Transformers have shown dominant performance across a range of domains including language and vision. However, their computational cost grows quadratically with the sequence length, making their ...usage prohibitive for resource-constrained applications. To counter this, our approach is to divide the whole sequence into segments and apply attention to the individual segments. We propose a segmented recurrent transformer (SRformer) that combines segmented (local) attention with recurrent attention. The loss caused by reducing the attention window length is compensated by aggregating information across segments with recurrent attention.
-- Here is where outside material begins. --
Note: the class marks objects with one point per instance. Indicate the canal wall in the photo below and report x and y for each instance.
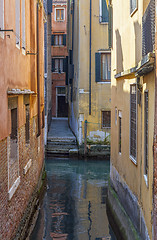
(125, 209)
SRformer leverages Recurrent Accumulate-and-Fire (RAF) neurons' inherent memory to update the cumulative product of keys and values. The segmented attention and lightweight RAF neurons ensure the efficiency of the proposed transformer. Such an approach leads to models with sequential processing capability at a lower computation/memory cost. We apply the proposed method to T5 and BART transformers. The modified models are tested on summarization datasets including CNN-dailymail, XSUM, ArXiv, and MediaSUM. Notably, using segmented inputs of varied sizes, the proposed model achieves \(6-22\%\) higher ROUGE1 scores than a segmented transformer and outperforms other recurrent transformer approaches. Furthermore, compared to full attention, the proposed model reduces the computational complexity of cross attention by around \(40\%\).